Sea Point residents opposed to the development of a new building which will include inclusionary housing say the building runs counter to urban policy. Picture: David Ritchie/African News Agency/ANA
Cape Town - Sea Point residents opposed to the development of a new building which will include inclusionary housing say the building runs counter to the City’s spatial planning, zoning and urban management policies and frameworks.

The Sea Point, Fresnaye, Bantry Bay Ratepayers and Residents Association Planning Committee have announced their intention to challenge last week’s Municipal Planning Tribunal decision to accommodate inclusionary housing in a new high-rise development in the area.

“(The association) will appeal the decision to approve the development application at 15 Kloof Road.”

According to the association, it was not appealing on the basis of inclusionary housing being included in the development.

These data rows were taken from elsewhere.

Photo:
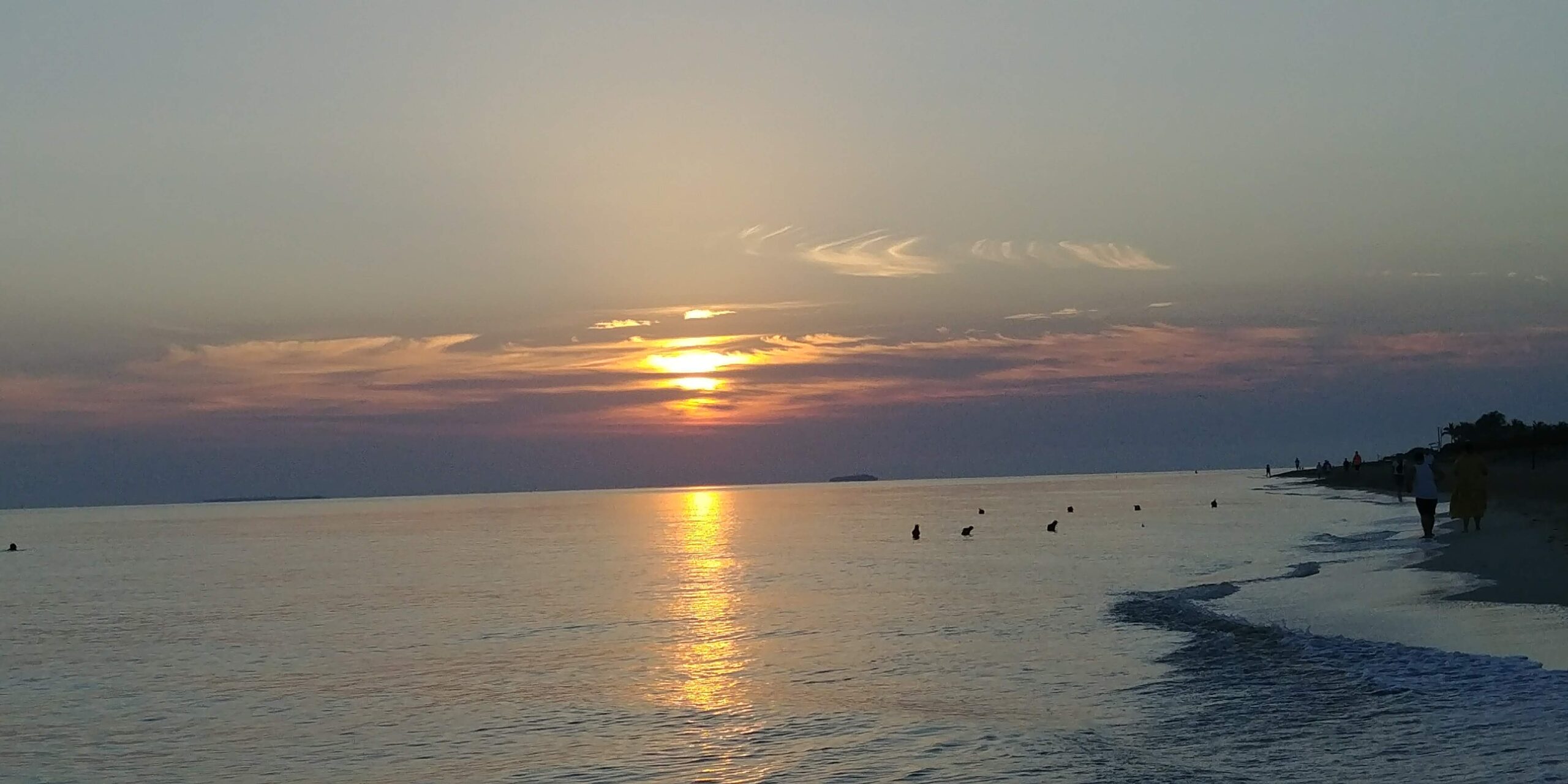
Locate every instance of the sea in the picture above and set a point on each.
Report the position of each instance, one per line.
(771, 634)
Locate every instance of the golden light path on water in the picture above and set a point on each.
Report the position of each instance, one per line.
(707, 667)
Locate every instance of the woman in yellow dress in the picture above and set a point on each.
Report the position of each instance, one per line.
(1470, 488)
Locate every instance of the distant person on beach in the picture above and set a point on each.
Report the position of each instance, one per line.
(1470, 488)
(1426, 491)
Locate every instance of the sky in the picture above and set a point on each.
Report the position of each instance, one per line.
(415, 248)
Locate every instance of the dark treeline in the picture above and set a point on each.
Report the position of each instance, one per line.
(1496, 432)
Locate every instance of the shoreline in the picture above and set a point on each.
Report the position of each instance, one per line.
(1523, 548)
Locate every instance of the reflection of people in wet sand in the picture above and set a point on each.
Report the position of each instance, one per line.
(1426, 491)
(1470, 488)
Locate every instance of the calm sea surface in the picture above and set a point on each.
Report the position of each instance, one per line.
(769, 634)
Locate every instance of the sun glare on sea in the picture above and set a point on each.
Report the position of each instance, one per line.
(706, 659)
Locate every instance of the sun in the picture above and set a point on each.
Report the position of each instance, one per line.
(696, 383)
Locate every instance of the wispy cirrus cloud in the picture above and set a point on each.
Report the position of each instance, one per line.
(889, 255)
(1065, 255)
(704, 312)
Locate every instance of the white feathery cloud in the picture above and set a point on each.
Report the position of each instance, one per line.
(1065, 312)
(888, 255)
(872, 255)
(704, 312)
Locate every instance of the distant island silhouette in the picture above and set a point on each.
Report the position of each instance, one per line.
(247, 499)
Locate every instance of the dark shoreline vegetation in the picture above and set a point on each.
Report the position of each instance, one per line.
(1523, 552)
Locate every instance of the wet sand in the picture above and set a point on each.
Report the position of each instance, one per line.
(1523, 546)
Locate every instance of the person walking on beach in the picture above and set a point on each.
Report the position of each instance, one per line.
(1470, 488)
(1426, 491)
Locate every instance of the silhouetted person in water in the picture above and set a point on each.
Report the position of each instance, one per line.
(1426, 491)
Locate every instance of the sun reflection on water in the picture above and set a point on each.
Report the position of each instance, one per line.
(706, 657)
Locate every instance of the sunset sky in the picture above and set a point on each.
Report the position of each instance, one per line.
(405, 248)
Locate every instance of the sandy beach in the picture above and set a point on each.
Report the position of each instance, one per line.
(1523, 548)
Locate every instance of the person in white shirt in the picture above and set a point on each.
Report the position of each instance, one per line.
(1426, 493)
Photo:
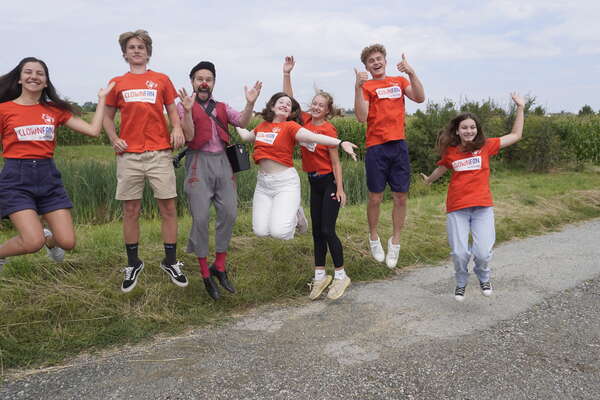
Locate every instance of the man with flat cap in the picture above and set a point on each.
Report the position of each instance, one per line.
(209, 178)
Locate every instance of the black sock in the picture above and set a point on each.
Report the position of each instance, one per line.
(132, 257)
(170, 256)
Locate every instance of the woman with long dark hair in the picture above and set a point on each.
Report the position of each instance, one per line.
(30, 185)
(466, 152)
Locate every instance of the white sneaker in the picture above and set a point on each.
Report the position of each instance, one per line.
(56, 253)
(393, 253)
(317, 287)
(302, 222)
(377, 250)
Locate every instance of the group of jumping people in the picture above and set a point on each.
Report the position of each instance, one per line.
(31, 186)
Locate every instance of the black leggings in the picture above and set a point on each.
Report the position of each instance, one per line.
(324, 210)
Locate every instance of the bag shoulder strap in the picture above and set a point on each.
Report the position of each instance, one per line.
(208, 110)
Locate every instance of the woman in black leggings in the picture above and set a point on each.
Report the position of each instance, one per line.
(326, 190)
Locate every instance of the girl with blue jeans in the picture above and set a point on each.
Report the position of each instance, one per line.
(466, 152)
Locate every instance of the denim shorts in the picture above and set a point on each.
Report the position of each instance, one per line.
(388, 163)
(31, 184)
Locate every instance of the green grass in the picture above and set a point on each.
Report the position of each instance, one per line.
(52, 311)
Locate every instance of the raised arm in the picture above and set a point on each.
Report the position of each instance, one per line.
(415, 91)
(517, 131)
(435, 175)
(340, 195)
(288, 66)
(361, 106)
(92, 129)
(306, 136)
(177, 137)
(187, 123)
(251, 96)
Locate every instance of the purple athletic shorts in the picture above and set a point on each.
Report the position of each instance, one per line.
(31, 184)
(388, 163)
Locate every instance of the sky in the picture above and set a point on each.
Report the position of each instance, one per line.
(461, 50)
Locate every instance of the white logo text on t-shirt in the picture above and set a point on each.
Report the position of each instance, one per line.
(392, 92)
(467, 164)
(266, 137)
(35, 132)
(140, 95)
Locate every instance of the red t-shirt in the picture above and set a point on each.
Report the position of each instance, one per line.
(141, 99)
(30, 131)
(470, 180)
(315, 157)
(276, 141)
(385, 121)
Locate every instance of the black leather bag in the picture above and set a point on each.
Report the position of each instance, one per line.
(237, 153)
(238, 157)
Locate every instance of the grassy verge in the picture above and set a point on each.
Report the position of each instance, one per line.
(52, 311)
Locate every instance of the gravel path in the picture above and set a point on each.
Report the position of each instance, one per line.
(537, 337)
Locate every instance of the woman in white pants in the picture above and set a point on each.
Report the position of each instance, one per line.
(277, 194)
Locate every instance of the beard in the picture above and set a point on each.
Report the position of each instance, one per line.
(205, 92)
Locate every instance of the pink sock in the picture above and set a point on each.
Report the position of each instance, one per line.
(203, 267)
(220, 260)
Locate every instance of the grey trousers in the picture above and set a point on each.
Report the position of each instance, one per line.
(479, 222)
(209, 179)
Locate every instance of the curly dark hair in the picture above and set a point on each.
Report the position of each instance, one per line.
(449, 137)
(10, 88)
(268, 114)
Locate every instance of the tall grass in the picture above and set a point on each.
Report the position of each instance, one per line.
(51, 311)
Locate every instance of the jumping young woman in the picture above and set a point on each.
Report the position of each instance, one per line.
(30, 185)
(322, 164)
(466, 152)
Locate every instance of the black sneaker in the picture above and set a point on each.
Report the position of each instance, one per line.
(486, 288)
(174, 271)
(459, 293)
(131, 275)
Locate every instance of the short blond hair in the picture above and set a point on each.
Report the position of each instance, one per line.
(374, 48)
(139, 34)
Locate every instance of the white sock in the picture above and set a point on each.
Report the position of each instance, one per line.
(340, 273)
(319, 274)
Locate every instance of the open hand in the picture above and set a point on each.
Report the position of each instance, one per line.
(253, 93)
(288, 64)
(404, 67)
(187, 101)
(349, 147)
(519, 101)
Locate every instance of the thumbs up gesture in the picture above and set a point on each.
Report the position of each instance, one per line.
(403, 66)
(361, 77)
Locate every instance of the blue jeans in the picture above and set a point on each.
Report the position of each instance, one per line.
(479, 222)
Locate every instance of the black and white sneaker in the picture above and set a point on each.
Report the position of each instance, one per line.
(131, 275)
(486, 288)
(174, 271)
(459, 293)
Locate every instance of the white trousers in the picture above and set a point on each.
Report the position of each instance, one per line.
(479, 222)
(275, 204)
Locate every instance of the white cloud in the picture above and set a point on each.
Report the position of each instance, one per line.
(448, 43)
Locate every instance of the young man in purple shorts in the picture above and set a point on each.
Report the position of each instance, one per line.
(380, 103)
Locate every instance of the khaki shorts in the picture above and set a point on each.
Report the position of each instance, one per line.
(133, 168)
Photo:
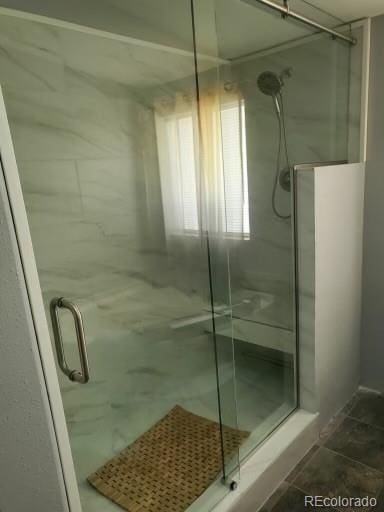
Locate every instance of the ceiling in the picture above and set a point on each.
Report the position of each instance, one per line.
(351, 9)
(225, 28)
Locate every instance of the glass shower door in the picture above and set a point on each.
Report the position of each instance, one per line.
(106, 132)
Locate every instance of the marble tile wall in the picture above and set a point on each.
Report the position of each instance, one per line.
(316, 112)
(86, 149)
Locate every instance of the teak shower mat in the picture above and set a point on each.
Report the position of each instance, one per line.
(169, 466)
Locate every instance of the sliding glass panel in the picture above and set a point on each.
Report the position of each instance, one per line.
(289, 89)
(106, 134)
(221, 115)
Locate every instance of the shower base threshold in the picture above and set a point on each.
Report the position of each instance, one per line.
(266, 468)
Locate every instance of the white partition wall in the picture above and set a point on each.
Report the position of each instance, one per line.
(330, 233)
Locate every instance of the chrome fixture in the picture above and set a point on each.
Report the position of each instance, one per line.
(271, 84)
(287, 12)
(74, 375)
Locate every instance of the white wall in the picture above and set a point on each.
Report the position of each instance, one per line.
(30, 474)
(339, 207)
(372, 336)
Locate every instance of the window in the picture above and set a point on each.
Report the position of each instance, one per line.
(179, 178)
(235, 169)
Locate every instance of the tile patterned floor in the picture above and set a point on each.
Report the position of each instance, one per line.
(347, 461)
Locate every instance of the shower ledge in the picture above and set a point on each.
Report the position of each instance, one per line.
(264, 470)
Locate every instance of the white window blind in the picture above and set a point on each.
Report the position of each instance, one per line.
(235, 169)
(181, 172)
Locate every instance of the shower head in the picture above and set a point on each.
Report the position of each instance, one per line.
(269, 83)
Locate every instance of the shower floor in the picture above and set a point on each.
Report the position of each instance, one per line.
(141, 370)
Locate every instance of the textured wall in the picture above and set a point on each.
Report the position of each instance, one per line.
(372, 341)
(29, 466)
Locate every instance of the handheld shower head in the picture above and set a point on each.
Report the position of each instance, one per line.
(270, 84)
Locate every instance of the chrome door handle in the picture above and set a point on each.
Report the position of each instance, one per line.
(74, 375)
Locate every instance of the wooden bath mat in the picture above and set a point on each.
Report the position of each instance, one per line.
(169, 466)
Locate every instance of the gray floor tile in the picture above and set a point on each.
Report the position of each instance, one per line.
(272, 501)
(359, 441)
(369, 409)
(299, 467)
(293, 500)
(330, 474)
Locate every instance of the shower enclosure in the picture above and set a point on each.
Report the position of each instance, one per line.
(147, 163)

The tribunal for the North West District approved a land use application for a new high-rise in Sea Point by developer Berman Brothers Group. The tribunal ordered that inclusionary housing be part of the development.

The proposal put forward was to reserve 20% of the 140 flats for “affordable” housing.

In effect, 28 new flats, each between 35m² and 39m², would be reserved for rental to households whose monthly income was less than R18 000. The 18-storey residential building would be located at the intersection of Main and Kloof roads. The City planners’ initial position was to oppose the application because of the height of the building.

The tribunal found in favour of Ndifuna Ukwazi’s submissions and approved the development application. It added a proviso that the City’s planners should return to the tribunal with wording for a condition that would ensure the inclusionary housing component could be secured.

Written submissions made to the tribunal, which the Cape Argus has seen, include objections based on concerns about traffic congestion, the lowering of property values, noise pollution and negative impact on tourism.

“We are not yet sure what grounds that appeal would be on. We have been approved for an 18-storey building. We have no idea where these claims come from,” said Nigel Burls, a private town planner for the Berman Brothers Group. He said they were happy the tribunal ordered that inclusionary housing be included.

“The developer took it upon himself to include inclusionary housing. But the problem we are sitting with is that there is no municipal policy that deals with the requirement of developers to include inclusionary housing in developments. In Sea Point it is vital that there is inclusionary housing because it will bring people closer to the CBD and closer to opportunities.”

Ndifuna Ukwazi co-director Jared Rossouw said: “Our spatial planning law and policy requires the City to promote radical but inclusive densification in every well-located area to build a socially, financially and environmentally sustainable and efficient City. Nobody is saying this development provides access to families on low incomes. But it does give hope to those who wish to see every new development include a fair proportion of affordable housing that changing business as usual is possible.”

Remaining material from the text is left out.